What remains unproven: the specific signal function taxonomy (descriptive, needs validation), generalization to all agent tasks, specific reliability claims per function type, optimal compositions for various domains. These require empirical measurement.
The Meta-Principle
The pattern connects to agency and forcing functions beyond AI systems.
Stop optimizing single instances. Start engineering distributions.
Applied to behavior: Don't force each gym visit through willpower. Reshape P(gym) through architecture.
Applied to agents: Don't perfect each prompt. Reshape P(correct) through system design.
The substrate is different. The engineering is identical. You're not being causal about individual outcomes. You're being causal about the generator that produces outcomes.
This is Level 4 agency: engineering probability distributions rather than predicting or responding to them. Weather forecasters describe distributions. Climate engineers modify them. Prompt engineers describe what agents might do. Intelligence designers reshape what agents probably do.

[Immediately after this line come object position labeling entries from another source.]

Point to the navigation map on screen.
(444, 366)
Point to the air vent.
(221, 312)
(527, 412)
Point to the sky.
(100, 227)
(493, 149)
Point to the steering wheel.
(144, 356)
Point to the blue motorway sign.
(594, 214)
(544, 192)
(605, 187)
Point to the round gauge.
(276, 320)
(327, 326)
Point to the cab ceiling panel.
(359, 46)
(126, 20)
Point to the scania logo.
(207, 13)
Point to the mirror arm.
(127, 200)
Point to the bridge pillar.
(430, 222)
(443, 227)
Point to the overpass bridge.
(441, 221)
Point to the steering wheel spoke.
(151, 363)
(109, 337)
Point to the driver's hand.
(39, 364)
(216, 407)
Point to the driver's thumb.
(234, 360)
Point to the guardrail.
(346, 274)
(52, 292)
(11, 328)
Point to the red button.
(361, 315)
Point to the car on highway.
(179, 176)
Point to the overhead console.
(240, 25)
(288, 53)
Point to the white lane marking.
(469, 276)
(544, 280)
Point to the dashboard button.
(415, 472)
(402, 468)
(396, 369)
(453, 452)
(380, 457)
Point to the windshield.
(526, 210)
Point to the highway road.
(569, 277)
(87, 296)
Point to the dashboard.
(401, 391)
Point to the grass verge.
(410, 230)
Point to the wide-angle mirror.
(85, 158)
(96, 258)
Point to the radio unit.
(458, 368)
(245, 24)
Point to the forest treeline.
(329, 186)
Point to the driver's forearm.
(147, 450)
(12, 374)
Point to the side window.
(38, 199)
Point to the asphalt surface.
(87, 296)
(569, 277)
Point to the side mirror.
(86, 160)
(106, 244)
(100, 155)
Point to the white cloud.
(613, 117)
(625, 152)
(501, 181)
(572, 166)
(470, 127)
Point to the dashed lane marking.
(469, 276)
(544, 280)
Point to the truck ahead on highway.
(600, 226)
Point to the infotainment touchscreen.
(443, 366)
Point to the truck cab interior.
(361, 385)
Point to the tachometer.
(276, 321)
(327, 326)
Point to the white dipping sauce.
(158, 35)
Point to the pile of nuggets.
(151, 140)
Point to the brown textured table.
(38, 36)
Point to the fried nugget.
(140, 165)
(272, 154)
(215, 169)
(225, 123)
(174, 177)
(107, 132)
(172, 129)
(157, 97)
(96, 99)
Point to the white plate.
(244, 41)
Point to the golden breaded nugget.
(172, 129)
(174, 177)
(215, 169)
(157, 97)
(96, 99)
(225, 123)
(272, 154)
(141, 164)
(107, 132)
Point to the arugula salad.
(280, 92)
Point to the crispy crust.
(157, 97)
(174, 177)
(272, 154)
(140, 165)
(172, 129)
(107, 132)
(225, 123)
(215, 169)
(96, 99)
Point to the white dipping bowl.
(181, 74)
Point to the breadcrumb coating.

Intelligence design is system architecture for unreliable components. LLMs are probability distributions, not deterministic functions—the same prompt produces different outputs across runs. The universal pattern is generate + filter: produce possibilities, then select good ones. This pattern appears in evolution, science, markets, and AI systems. The core primitive is "Generate N → Auto-evaluate → Select best." For this to work, evaluation must be cheaper than generation—which is why the pattern provides most leverage in code (tests exist), extraction (sources exist), and structured output (schemas exist). Design agent systems by composing signal functions: Generators produce volume, Routers direct flow (high reliability required), Specialists transform, Validators filter, Synthesizers combine. Allocate noise budget strategically—errors at routing cascade, errors at generation filter out. Prompting shifts distribution center; system design amplifies and filters. Both matter, but system design breaks through the ceiling that prompting alone cannot. The meta-principle: stop optimizing single instances, start engineering distributions. This is probability space bending applied to AI.
Related Concepts
- Agency — Being causal about distributions rather than instances
- Probability Space Bending — Engineering probability distributions, not predicting outcomes
- Ladder of Agency — Level 4: engineering distributions themselves
- Forcing Functions — Architectural interventions that reshape probability
- Prevention Architecture — Making failure modes structurally impossible
- Signal Boosting — Amplifying weak signals through volume and filtering
- Effective AI Usage — Practical patterns for working with AI systems
- AI as Accelerator — AI as complexity collapse mechanism
- Cybernetics — Feedback loops and control systems
- Statistical Mechanics — Thinking in distributions and microstates
Intelligence isn't magic. It's generate + filter running until good outcomes emerge. The substrate varies—biological, economic, computational—but the pattern is invariant. Stop optimizing single instances. Start engineering distributions. The leverage is in the architecture.